GCP Logging - logs are segmentated randomly

zubmic commented 1 year ago

Describe the bug Some of the Falco logs are separated into multiple lines when pushed to GCP Cloud Logging. The logs in the container are intact.

How to reproduce it

Deploy Falco via GCP Market into GKE cluster.
Create Cloud Logging sink to gather logs from Falco
Open Logs Explorer and check the logs.
After some time broken logs will arrive.

Expected behaviour Logs are visible in the same manner as in the container itself.

Screenshots github-issue

The split log is marked with red rectangles. Same log is a single line in Falco container.

Environment

Falco version: Fri Sep 15 07:52:33 2023: Falco version: 0.34.1 (x86_64) Fri Sep 15 07:52:33 2023: Falco initialized with configuration file: /etc/falco/falco.yaml Falco version: 0.34.1 Libs version: 0.10.4 Plugin API: 2.0.0 Engine: 16 Driver: API version: 3.0.0 Schema version: 2.0.0 Default driver: 4.0.0+driver
System info: { "machine": "x86_64", "nodename": "gke-asia-east1-001-workload-16-b191d2cc-bym8", "release": "5.15.0-1036-gke", "sysname": "Linux", "version": "41-Ubuntu SMP Wed Jun 7 04:23:11 UTC 2023" }
Cloud provider or hardware configuration: Google Cloud Platform
OS: PRETTY_NAME="Debian GNU/Linux 11 (bullseye)" NAME="Debian GNU/Linux" VERSION_ID="11" VERSION="11 (bullseye)" VERSION_CODENAME=bullseye ID=debian HOME_URL="https://www.debian.org/" SUPPORT_URL="https://www.debian.org/support" BUG_REPORT_URL="https://bugs.debian.org/"
Kernel: Linux gke-asia-east1-001-workload-16-b191d2cc-bym8 5.15.0-1036-gke 41-Ubuntu SMP Wed Jun 7 04:23:11 UTC 2023 x86_64 GNU/Linux
Installation method: Kubernetes (GKE), Falco deployed via GCP Market Applications.

Additional context I tried changing Falco config, to adjust the throttling settings or buffering but it didn't solve the issue. If it can be solved by changing the config I will appreciate it greatly if someone points me how to fix it.

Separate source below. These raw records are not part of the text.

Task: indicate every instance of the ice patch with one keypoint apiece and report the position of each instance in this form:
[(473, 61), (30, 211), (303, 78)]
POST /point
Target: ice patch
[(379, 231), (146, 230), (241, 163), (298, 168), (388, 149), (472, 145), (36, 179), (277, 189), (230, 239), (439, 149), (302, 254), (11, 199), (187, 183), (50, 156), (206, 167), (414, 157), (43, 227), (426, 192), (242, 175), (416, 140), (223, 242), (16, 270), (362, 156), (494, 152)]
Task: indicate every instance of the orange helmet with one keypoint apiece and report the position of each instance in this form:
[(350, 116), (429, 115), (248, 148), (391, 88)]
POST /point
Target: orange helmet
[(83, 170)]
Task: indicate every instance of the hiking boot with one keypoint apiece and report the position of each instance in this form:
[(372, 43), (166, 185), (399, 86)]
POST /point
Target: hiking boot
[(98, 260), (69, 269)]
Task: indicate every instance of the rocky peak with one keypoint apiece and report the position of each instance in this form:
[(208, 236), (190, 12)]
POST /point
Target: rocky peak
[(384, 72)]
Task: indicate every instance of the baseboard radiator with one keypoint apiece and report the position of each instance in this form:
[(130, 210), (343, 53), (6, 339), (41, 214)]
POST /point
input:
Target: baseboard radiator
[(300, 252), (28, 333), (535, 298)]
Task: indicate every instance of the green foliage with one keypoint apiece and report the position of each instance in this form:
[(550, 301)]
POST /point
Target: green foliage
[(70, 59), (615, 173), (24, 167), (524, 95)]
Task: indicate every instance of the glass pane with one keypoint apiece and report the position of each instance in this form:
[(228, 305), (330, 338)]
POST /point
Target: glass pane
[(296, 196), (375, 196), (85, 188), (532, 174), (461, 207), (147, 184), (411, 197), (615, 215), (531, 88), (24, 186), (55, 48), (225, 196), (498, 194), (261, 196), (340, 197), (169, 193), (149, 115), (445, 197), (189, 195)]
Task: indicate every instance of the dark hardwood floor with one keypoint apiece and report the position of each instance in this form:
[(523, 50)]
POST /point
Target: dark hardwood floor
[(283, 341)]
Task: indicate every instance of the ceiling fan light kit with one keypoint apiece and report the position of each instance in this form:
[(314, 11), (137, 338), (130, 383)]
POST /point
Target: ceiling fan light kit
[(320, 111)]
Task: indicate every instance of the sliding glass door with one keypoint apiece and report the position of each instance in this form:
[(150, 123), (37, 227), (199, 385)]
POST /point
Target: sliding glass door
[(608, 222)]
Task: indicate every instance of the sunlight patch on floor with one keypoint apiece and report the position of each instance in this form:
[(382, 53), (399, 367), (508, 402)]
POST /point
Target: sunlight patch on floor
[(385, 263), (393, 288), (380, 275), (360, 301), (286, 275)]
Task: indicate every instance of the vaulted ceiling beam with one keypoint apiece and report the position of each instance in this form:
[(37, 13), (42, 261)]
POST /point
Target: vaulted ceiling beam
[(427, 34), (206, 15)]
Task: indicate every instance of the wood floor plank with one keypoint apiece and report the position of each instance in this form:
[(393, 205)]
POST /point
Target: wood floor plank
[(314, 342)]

Andreagit97 commented 1 year ago

ei that's interesting, thank you for reporting! do you know if all Falco versions are affected by this behavior? I've seen that you are using Falco 0.34.1, do you mind to try also Falco 0.35.1?

I'm not 100% sure this is a problem in Falco but we could investigate

zubmic commented 1 year ago

ei that's interesting, thank you for reporting! do you know if all Falco versions are affected by this behavior? I've seen that you are using Falco 0.34.1, do you mind to try also Falco 0.35.1?

I'm not 100% sure this is a problem in Falco but we could investigate

Hi @Andreagit97 ! 👋 Thanks for your reply. No, I haven't tried other versions. It won't hurt to try the newer release and see if that happens as well.

zubmic commented 12 months ago

Sorry for taking so long, I've been away for two weeks.

I deployed Falco via Helm chart, just as suggested in the official documentation. The pods are running, the logs are gathered and collected in GCP Cloud Logging, but even on version 0.36 the issue is still there.

@Andreagit97 , can you investigate that please? 🙏

Andreagit97 commented 12 months ago

ok thank you for the feedback, we will try to take a look!

zubmic commented 12 months ago

Awesome! Don't hesitate to reach out via this thread. I'll be checking it daily. 🙂

poiana commented 9 months ago

Issues go stale after 90d of inactivity.

Mark the issue as fresh with /remove-lifecycle stale.

Stale issues rot after an additional 30d of inactivity and eventually close.

If this issue is safe to close now please do so with /close.

Provide feedback via https://github.com/falcosecurity/community.

/lifecycle stale

zubmic commented 8 months ago

Hi @Andreagit97 👋 Any luck with this one?

Andreagit97 commented 8 months ago

ei @zubmic, I've tried to reproduce the issue without success...

I've deployed Falco with the latest helm chart in the following way (the Falco shipped in the market place seems not updated, we need to update it!):

helm install falco falcosecurity/falco \
    --set driver.kind=modern-bpf  --namespace falco --create-namespace

and then I observed the logs for almost 2 hours using the following query:

resource.type="k8s_container"
resource.labels.project_id=...
resource.labels.location=...
resource.labels.cluster_name=...
resource.labels.namespace_name="falco"

Maybe I'm missing something... BTW I'm pretty convinced that this is not a Falco issue if the logs are not fragmented in the Falco container... In the end, the Logs Explorer should only use the output of the container so Falco shouldn't be involved in how logs are rendered in the Logs Explorer :thinking:

@Issif have you ever seen something similar in GKE environments?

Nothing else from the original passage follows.